Either way, when it comes to spamming, the linked domain is mostly a throw-away one, and that is not even the problem. The problem is, the IP that sends the mail. At least for the weak/poor, who cannot build/pay for a botnet mailer. You can however always find a provider with a set of Foreign IPs (the last spam haven I heard of was Romania). Machine hosted in the US, port 80 for the legit site (after the spam "promo site") is a US IP, the spam goes out from Romanian IPs, and the throw-away address points there too. Complain comes, domain is thrown, new IP, new domain, main site claims, the spam was from an advertiser, and their account is gone.
SOOO EASY ... and so impossible to do anything with.
FYI I do not work on/with anything like this, near this or for this.

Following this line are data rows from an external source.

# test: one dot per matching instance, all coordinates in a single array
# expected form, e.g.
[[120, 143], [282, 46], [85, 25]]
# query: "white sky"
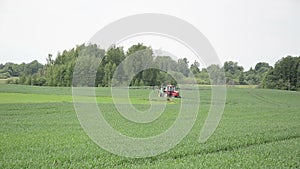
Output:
[[244, 31]]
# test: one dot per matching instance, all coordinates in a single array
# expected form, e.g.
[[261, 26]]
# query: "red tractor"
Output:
[[168, 91]]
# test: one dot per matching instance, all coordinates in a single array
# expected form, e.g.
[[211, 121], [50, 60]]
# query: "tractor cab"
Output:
[[168, 91]]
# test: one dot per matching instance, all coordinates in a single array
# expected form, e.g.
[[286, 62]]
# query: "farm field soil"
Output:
[[39, 129]]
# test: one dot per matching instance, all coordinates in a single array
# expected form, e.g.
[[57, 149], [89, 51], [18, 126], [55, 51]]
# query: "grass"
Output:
[[39, 129]]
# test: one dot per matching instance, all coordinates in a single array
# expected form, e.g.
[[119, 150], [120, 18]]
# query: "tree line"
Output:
[[59, 71]]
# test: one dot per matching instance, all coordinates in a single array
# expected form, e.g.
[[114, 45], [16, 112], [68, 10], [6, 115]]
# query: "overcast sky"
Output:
[[244, 31]]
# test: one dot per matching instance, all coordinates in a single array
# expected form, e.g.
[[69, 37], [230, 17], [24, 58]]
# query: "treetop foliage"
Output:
[[116, 66]]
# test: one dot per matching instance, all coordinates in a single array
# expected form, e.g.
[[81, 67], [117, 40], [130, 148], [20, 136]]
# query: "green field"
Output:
[[39, 129]]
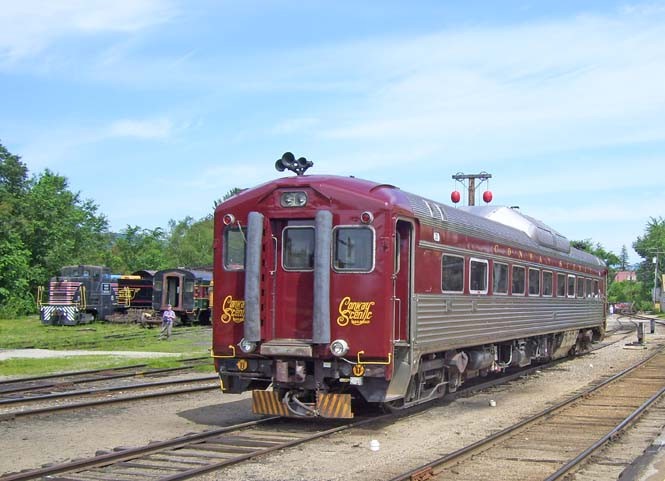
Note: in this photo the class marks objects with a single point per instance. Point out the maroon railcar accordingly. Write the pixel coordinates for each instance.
(333, 290)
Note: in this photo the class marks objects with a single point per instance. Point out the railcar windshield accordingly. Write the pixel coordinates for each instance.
(234, 249)
(353, 249)
(298, 248)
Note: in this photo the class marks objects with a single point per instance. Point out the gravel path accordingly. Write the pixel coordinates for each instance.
(407, 443)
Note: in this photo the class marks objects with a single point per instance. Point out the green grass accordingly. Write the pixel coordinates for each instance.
(28, 332)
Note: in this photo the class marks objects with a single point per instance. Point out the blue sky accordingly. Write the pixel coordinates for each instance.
(155, 108)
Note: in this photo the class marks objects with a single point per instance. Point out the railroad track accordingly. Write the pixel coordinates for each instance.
(83, 343)
(191, 455)
(16, 396)
(553, 443)
(12, 388)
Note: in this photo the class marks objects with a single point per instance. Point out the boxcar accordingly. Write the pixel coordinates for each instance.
(332, 290)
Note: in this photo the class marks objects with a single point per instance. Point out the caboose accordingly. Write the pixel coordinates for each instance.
(334, 290)
(187, 290)
(80, 294)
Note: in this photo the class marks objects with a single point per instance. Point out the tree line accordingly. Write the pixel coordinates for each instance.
(44, 226)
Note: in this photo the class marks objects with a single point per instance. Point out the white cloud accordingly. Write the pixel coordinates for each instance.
(142, 129)
(28, 27)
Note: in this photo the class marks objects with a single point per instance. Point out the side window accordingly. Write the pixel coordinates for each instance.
(547, 283)
(571, 286)
(561, 285)
(298, 248)
(234, 249)
(580, 287)
(353, 249)
(478, 270)
(452, 273)
(518, 280)
(534, 282)
(500, 278)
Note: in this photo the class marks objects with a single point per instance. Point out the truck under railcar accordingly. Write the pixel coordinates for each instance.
(333, 290)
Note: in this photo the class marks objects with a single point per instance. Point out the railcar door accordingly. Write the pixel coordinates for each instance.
(402, 281)
(293, 279)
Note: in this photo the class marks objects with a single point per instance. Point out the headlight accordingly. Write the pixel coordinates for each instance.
(339, 347)
(247, 346)
(293, 199)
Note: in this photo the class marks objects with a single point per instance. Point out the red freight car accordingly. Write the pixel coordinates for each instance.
(335, 289)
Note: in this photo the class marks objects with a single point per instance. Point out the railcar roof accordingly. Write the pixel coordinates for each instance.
(489, 222)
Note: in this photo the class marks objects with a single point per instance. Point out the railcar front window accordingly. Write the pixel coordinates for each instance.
(561, 285)
(298, 249)
(478, 276)
(518, 280)
(534, 282)
(547, 283)
(571, 286)
(234, 249)
(353, 249)
(500, 278)
(452, 274)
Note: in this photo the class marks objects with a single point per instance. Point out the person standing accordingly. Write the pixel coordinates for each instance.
(168, 316)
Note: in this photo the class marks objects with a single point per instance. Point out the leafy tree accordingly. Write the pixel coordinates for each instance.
(648, 246)
(228, 195)
(135, 249)
(629, 291)
(15, 270)
(59, 227)
(190, 242)
(624, 258)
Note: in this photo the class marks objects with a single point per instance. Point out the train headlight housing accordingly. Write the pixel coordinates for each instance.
(247, 346)
(293, 199)
(339, 347)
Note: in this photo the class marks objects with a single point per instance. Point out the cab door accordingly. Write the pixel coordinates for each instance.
(402, 282)
(292, 287)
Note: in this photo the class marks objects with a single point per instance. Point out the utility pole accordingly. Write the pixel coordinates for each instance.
(471, 187)
(656, 253)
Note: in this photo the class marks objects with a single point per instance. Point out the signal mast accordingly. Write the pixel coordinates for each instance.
(469, 182)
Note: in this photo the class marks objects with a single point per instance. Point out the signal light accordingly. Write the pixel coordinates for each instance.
(366, 217)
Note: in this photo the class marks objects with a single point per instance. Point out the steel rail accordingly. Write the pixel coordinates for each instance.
(91, 380)
(101, 402)
(182, 442)
(425, 471)
(85, 392)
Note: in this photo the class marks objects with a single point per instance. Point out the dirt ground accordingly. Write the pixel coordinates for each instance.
(407, 443)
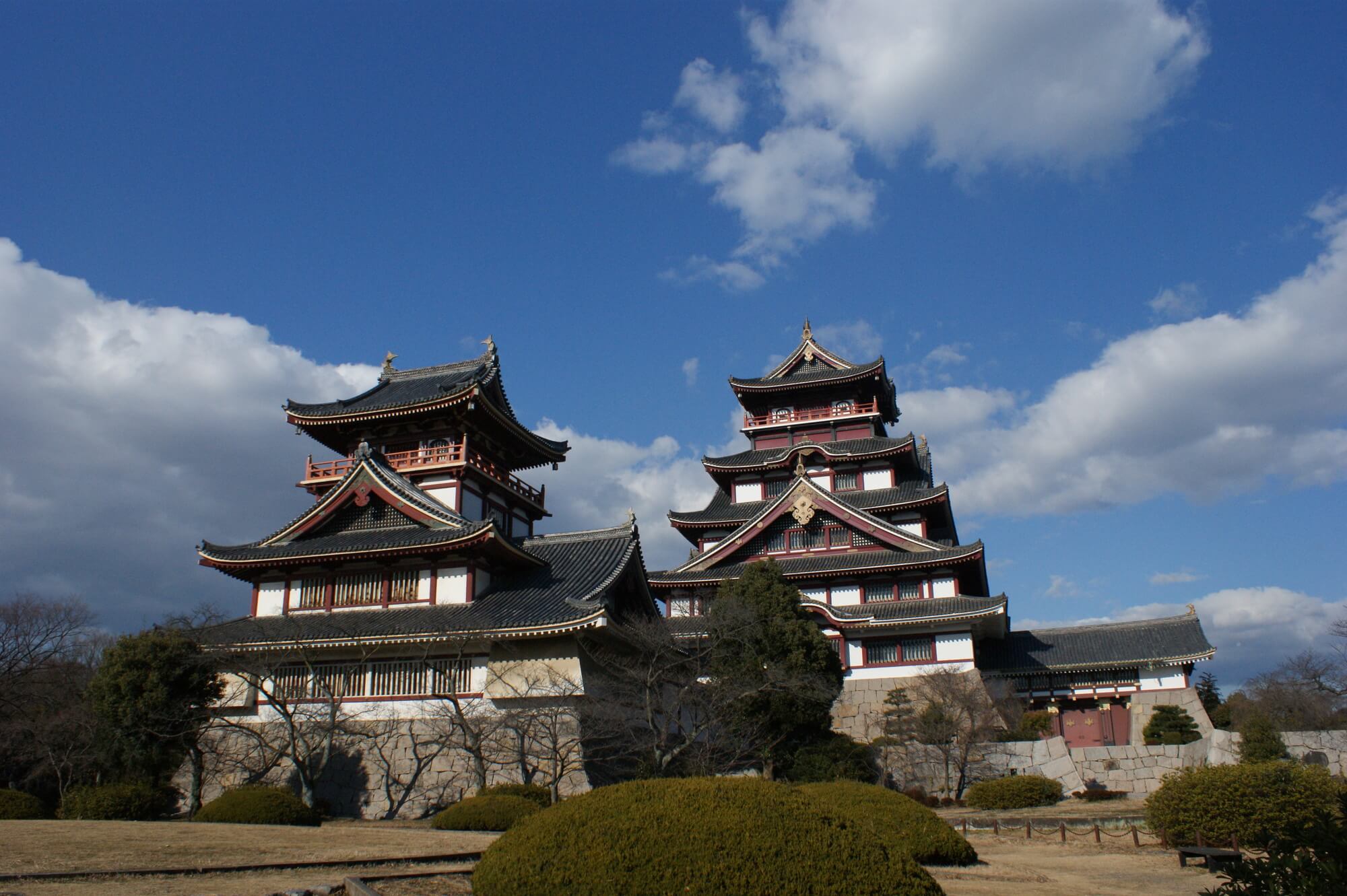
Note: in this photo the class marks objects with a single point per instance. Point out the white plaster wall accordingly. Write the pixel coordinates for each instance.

A global law against spamming with punishment of death by axe in the face for proved involvement with spam e-mail would probably frighten many spammers enough to make them stop. Just a thought.
9/11: Never forget it was a false-flag operation
This is not new, in fact its such outdated info its not even relevant. Having enough money to buy white listing is
how we get past the spam filters. spamhaus's current going rate to buy your way off there black list is $40,000.
In the US, doesn't can-spam act allow us to go after spammers? If so, who's the responsible party: the spammers... or the sites being advertised? *They* can't have disposable domains, and they're the ones who are paying the spammers.
mark
It's been 3 years or so since I've been in the business of killing spam, but I recall never EVER caring about the domain name that is so easily forged anyhow. I only ever cared about IP addresses. I even wrote some nifty stuff to analyze my SA logs that once an IP had sent me a configurable amount of spam over a configurable score, that I added the IP to my blocklist and wouldn't allow it to even connect to my server. If I saw enough junk from the same subnet, the whole subnet would eventually be blocked. There was also a timeout on these entries, but they became progressively longer the each time they were re-added to the list.